Ni me molesto en responder a su saludo. Porque me ha fastidiado que aparezca, simplemente eso. Sí, claro que tiene derecho, me habría dicho Julia, pero afortunadamente esta vez viajo solo. Y puedo permitirme el lujo de sentirme agredido por el invasor. Buenas noches, ¿está ocupado? Como si no lo estuviera viendo el muy imbécil. No que yo sepa, respondo sin tratar de ser amable en absoluto, mientras me vuelvo hacia la ridícula ventanilla, que misteriosamente se abre de arriba a abajo, para retornar al bodrio que he comprado en la estación por entretenerme durante el viaje. Lo llaman novela, porque tiene título y muchas páginas, no por otra cosa. Se me cae de las manos, me hunde en el más sucio de los aburrimientos, pero va a salvarme del apuro frente al simpático. Insiste: perdone que le moleste, ¿podría ayudarme a subir las maletas? A punto estoy de responderle cuánto lo siento, escudándome en una hernia inguinal ficticia que me lo impida. Mas pienso que no es para tanto, y mascullo el consabido pues claro, claro, entre sus excusas sonrientes que a mí mismo me sorprenden. Es que con tanto traqueteo es un poco difícil. Claro, sí, no es nada fácil. Déjeme a mí. Y huyo célere a mi asiento concluida mi obra caritativa, esquivando su agradecimiento.

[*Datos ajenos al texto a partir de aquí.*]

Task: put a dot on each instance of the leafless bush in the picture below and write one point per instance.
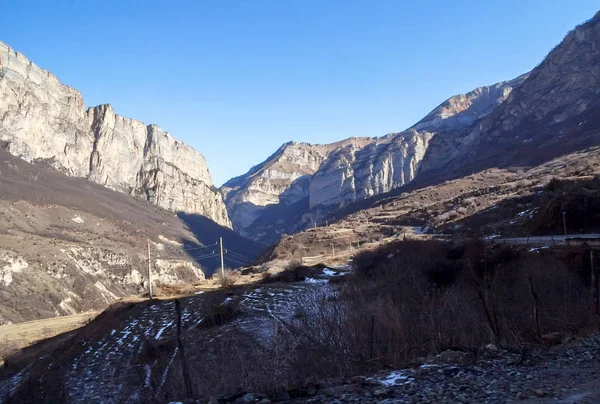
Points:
(433, 296)
(227, 278)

Tampoco la ventanilla me preserva de su ridícula presencia. Ahora suspirará, y sacará un cigarro. Noto que me está mirando indeciso. Suspira. Perdone que le moleste de nuevo, ¿tiene fuego? Me señala el cigarro. Absurdo gesto, no pretenderá que le alcance el mechero para prenderse los huevos. Claro que me molesta. No, respondo, cortante, no fumo, como haciéndole ver que ni se le ocurra intentarlo, que detesto que fumen en mis narices, que se vaya a otro sitio, que me deje en paz, que nunca perdono a quienes tratan de espetarme nauseabundos hálitos. Ya es mala suerte. El muy imbécil podía haberse buscado otro compartimento. Bueno, muchas gracias, ¡qué se le va a hacer! Como usted no fuma tampoco podría encenderlo aquí, ¿verdad? No respondo, pero ganas me han entrado de decirle, eso es, exactamente, lo ha comprendido usted a la perfección. En la pausa trato de retomar la infame novelita, mientras él guarda vencido su paquete de tabaco. Levanto la mirada. Me sonríe estúpido. Lo temía, menuda nochecita me espera. Porque seguro que es de los que tiene el sueño tan ligero que nunca lo logra conciliar en tren alguno. Un insomne. Renuncio a toda defensa, me rindo. Sí, así de rápido. Tampoco voy a mandarlo a la mierda. Guardo el libro, también es un alivio, una novela, dicen. ¿De viaje, eh? Pues claro bobo, pienso, ¿qué quiere que haga sino en un tren a estas horas? De vacaciones, miento, a descansar unos días a la playa. ¡Ah, bien, muy bien, así que a descansar un poco...!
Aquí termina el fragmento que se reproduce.